Lesson 5 In-Class Discussion ✅

Weight Decay is different from Learning Rate / No of Epochs.
It’s a regularization coefficient (part of a regulartization term) that we add to the loss, as a penalty on the model. This penalty’s job is to control the complexity of the model (size of coeffs/number of coeffs in some cases) to encourage the model not to be over-complex and overfit (memorize) the training data.

3 Likes

Or no need for a AWS p3

1 Like

any more likes to this…
THis can be a very useful thing where u have lot of noisy background not of your interest and very small area of pixels of our interest…just throwing my thought not sure if it can be done or not so seeking calrifications

arnold needed to come to life. he expects nothing less than a p3.

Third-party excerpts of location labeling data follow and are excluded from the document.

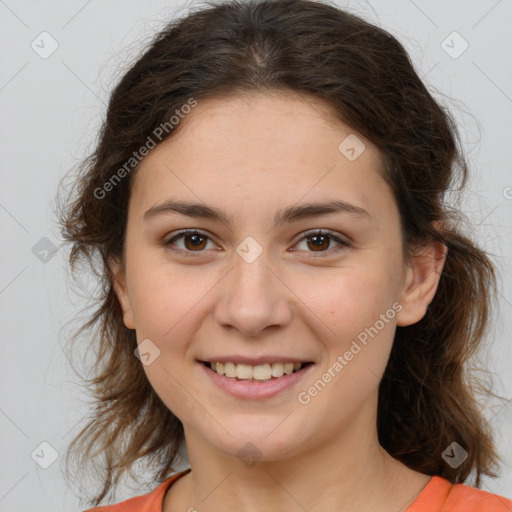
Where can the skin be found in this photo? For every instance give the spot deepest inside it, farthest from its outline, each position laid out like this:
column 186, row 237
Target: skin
column 251, row 156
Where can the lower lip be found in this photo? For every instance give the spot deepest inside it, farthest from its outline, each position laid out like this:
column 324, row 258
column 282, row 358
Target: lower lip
column 253, row 389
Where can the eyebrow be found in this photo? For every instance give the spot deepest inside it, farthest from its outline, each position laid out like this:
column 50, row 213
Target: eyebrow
column 286, row 215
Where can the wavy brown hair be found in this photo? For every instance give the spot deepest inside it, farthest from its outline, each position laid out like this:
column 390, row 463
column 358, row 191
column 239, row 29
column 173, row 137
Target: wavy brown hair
column 428, row 397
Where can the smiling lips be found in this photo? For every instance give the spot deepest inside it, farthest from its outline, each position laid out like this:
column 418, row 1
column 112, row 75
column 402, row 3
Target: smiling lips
column 262, row 372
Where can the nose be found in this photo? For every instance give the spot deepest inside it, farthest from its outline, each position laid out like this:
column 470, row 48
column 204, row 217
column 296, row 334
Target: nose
column 253, row 298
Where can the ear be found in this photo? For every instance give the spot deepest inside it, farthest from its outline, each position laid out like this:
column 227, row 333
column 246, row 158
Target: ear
column 122, row 293
column 420, row 283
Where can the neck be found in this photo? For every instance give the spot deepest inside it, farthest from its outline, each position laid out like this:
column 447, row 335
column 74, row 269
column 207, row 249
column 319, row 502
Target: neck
column 349, row 471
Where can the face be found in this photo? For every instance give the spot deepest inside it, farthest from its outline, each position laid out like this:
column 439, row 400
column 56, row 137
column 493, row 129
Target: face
column 262, row 278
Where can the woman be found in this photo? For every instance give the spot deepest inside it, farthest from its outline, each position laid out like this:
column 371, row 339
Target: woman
column 285, row 289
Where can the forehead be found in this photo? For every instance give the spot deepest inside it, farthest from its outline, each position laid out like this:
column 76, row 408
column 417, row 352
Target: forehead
column 261, row 148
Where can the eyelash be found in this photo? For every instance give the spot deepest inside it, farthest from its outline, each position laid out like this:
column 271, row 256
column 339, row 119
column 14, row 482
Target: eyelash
column 308, row 234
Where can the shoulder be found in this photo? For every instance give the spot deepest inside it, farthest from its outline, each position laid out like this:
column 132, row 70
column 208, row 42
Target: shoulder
column 151, row 502
column 439, row 495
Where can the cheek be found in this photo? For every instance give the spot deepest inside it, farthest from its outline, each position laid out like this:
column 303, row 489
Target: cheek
column 347, row 300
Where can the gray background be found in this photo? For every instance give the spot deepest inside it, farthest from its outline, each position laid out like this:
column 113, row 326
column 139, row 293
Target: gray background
column 51, row 109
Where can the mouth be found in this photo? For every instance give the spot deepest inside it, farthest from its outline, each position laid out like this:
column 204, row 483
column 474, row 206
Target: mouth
column 259, row 373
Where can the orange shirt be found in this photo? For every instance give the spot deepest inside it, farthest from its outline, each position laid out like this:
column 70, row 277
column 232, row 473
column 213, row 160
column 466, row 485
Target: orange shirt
column 439, row 495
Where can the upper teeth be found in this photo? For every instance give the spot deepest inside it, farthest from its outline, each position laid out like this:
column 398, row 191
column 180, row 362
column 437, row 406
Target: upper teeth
column 260, row 372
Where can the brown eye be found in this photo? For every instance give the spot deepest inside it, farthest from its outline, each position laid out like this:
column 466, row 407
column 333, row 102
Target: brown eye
column 319, row 242
column 193, row 241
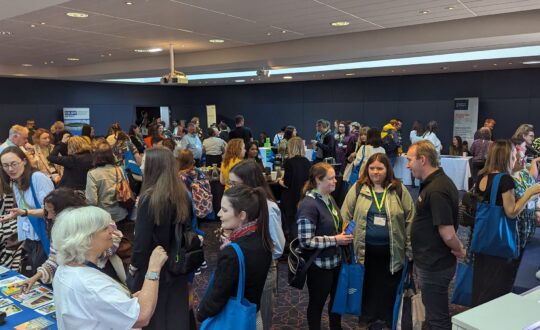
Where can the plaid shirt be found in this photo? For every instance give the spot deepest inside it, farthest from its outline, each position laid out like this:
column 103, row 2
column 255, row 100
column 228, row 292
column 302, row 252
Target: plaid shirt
column 308, row 240
column 526, row 218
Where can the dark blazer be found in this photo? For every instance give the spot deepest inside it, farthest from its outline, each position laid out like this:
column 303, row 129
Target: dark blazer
column 76, row 166
column 296, row 175
column 257, row 262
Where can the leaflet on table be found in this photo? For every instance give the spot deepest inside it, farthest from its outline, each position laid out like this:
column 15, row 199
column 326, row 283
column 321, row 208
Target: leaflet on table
column 35, row 324
column 10, row 309
column 38, row 301
column 46, row 309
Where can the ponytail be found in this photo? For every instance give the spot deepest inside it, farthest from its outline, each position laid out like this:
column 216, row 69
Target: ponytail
column 317, row 171
column 254, row 202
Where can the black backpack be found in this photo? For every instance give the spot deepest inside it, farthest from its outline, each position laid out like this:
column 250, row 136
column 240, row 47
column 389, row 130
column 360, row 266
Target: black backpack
column 185, row 253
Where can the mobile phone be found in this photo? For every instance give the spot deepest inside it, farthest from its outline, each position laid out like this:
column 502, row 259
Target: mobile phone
column 350, row 227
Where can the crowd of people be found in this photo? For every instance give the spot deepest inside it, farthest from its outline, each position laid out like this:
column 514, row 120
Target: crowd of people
column 71, row 206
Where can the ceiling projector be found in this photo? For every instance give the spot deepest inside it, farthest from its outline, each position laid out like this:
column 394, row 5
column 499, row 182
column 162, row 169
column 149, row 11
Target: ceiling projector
column 173, row 77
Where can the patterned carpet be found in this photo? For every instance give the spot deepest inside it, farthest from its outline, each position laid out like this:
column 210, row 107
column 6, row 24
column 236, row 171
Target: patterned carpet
column 290, row 304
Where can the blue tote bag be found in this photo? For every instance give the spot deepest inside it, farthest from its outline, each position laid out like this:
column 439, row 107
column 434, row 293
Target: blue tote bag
column 494, row 233
column 238, row 313
column 348, row 298
column 462, row 294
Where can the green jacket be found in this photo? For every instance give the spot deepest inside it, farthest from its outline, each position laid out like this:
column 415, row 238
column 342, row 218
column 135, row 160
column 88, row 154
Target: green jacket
column 399, row 211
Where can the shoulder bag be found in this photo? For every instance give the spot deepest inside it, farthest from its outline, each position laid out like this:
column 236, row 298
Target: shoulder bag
column 239, row 313
column 494, row 233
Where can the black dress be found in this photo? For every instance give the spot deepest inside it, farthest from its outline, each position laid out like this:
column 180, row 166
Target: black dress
column 172, row 309
column 492, row 276
column 296, row 175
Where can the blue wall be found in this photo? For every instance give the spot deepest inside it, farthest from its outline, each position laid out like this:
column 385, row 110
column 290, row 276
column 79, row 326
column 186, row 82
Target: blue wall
column 510, row 96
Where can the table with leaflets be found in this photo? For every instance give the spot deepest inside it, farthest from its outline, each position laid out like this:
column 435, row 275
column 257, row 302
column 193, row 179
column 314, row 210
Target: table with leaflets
column 456, row 167
column 32, row 310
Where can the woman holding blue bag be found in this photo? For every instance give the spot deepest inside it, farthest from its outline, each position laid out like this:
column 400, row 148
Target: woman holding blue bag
column 382, row 210
column 234, row 294
column 494, row 275
column 319, row 231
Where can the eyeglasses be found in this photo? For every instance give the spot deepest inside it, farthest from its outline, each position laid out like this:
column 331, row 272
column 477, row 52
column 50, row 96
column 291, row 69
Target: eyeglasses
column 13, row 165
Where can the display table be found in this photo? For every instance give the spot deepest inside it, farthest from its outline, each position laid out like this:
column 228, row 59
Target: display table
column 530, row 263
column 24, row 313
column 508, row 312
column 457, row 168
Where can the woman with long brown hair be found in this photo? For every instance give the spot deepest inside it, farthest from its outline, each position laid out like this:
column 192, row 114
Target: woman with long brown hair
column 234, row 153
column 319, row 228
column 244, row 214
column 42, row 149
column 383, row 210
column 494, row 276
column 29, row 189
column 164, row 202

How wd parameter is related to L1/L2 regularization norm? From the formula that was shown, it looks like coefficient multiplied by L2, right?

4 Likes

my question :slight_smile:

Almost, but not exactly the same thing, as explained in this article.

2 Likes

I have read this DLCV book . It is mentioned there. Screenshot attached

I have a weight decay question…

Does the amount of weight decay increase proportionally to the size of the network? i.e. will a network with more parameters have more weight decay, and do you need to think about that when you specify it?

5 Likes

PCA can be applied to image data. There are some examples in the computational linear algebra course, for instance, using PCA to identify the foreground vs. background in a video.

10 Likes

No it doesn’t. Weight decay applies to each specific weight when updating so it is agnostic to the number of parameters.

1 Like

That’s not the same thing, it’s a parameter that reduces the learning rate over time.

2 Likes

A larger batch will yield more accurate (less noisy) weight updates. The tradeoff is you get fewer weight updates per epoch. On the other hand, a small batch will yield noisier updates, but you get more updates per epoch.

2 Likes

wd plays the same role in L1/L2 regularization norm. The difference is in the summation of the weights - which is multiplied by wd - (L1 -> sums absolute values of weights while L2 -> sums square values of weights).

1 Like

That’s learning rate decay, which is different from weigh decay. Learning rate decay is reducing the learning rate over several epochs. Weight decay affects the update of parameters during back propagation.

4 Likes

Okay. Thanks for clearing the difference

Is something like “differential weight decay” like we do for learning rates make any sense ?

1 Like

Definitely. Leslie Smith is working on it, please check my previous post’s link.

3 Likes

nice! this is the type of explanation i was looking for!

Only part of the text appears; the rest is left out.